On June 17, 2015, the U.S. FDA rolled out an updated website for its Risk Evaluation and Mitigation Strategies (REMS). The website aims to make REMS more accessible and the process of finding an REMS and determining when it had been updated to reflect new information easier for users.

Users can now find REMS guides containing a medication guide more simply, and the lists can be sorted by date of last update, as well as by brand name of the drug. Users can also download a complete list of REMS guides in addition to historical data via a structured data format.

Source: FDA news release


FDA Grants Orphan Drug Designation to New Hemophilia Drug

ATX-F8-117, a peptide therapy for the treatment of factor VIII intolerance, was recently granted the U.S. FDA’s orphan drug designation for patients with hemophilia A who currently have inhibitors or who are at risk for developing factor VIII inhibitors. Currently, no drugs are approved to prevent or treat the development of inhibitors.

Hemophilia A patients are typically treated with factor VIII to help with blood clotting; however, because these patients’ immune systems have had no or low exposure to factor VIII, they often do not tolerate the replacement factor VIII used to treat their condition.

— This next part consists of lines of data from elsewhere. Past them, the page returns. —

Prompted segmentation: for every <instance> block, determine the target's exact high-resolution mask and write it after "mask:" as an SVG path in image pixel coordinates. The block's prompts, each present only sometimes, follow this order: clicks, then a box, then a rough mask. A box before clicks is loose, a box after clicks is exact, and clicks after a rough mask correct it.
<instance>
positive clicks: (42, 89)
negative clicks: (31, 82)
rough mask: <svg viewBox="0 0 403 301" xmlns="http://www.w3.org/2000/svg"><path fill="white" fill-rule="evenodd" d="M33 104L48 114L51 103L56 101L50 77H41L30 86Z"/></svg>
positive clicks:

Consequently, up to 30 percent of these patients develop factor VIII inhibitor antibodies.

The development of these antibodies also significantly limits the treatment of this disorder, while also increasing the cost burden for hemophilia A patients. The two peptides in ATX-F8-117, derived from factor VIII, have the potential to treat and prevent inhibitor development in hemophilia A patients treated with factor VIII.